El conde sirvió otras dos medias copas de vino.

—No; creo que eso es todo lo que era capaz de hacer, o todo lo que le interesaba hacer. —Bebió otro trago—. No era mal chico, sólo un poco tarambana. La última vez que lo vi hasta me dio pena.

—¿Cuándo fue eso? ¿Y por qué, pena?

—Fue unos días antes del secuestro. Sus padres daban una fiesta para celebrar el treinta aniversario de su boda, y nos invitaron a Donatella y a mí. En la fiesta estaba Roberto. —El conde agregó al cabo de un momento—: Pero era casi como si no estuviera.

—No comprendo —dijo Brunetti.

—Parecía invisible. No; no es ésa la palabra. Más bien ausente. Estaba más delgado y hasta empezaba a clarearle el pelo. Era verano, pero te daba la impresión de que no había salido de casa desde el invierno. Él, que siempre estaba en la playa o jugando al tenis. —El conde desvió la mirada, recordando la cena—. No hablé con él, y no quise decir nada a sus padres. Pero estaba raro.

—¿Enfermo?

—No exactamente. Pero sí muy pálido y muy delgado, como si hubiera estado demasiado tiempo a dieta.

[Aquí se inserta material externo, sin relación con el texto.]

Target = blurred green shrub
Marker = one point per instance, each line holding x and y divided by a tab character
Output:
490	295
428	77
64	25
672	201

En aquel momento, como respondiendo a un conjuro para poner fin a toda charla sobre dietas, llegó Valeria con dos grandes platos de espagueti, salpicados de varias docenas de chirlas. La precedía un aroma a ajo y aceite.

Brunetti hundió el tenedor en la pasta enrollando en él los gruesos hilos entrelazados. Cuando hubo acumulado lo que le pareció un bocado suficiente, se llevó el tenedor a la boca aspirando con fruición el perfume cálido y penetrante del ajo. Con la boca llena, hizo una señal de asentimiento al conde, que movió la cabeza de arriba abajo y empezó a comer a su vez.

Cuando ya casi había terminado la pasta y empezaba a comer las chirlas, Brunetti preguntó al conde:

—¿Y el sobrino?

—Dicen que tiene talento natural para los negocios. Posee don de gentes para tratar a los clientes, vista para calcular presupuestos e intuición para contratar a gente capaz.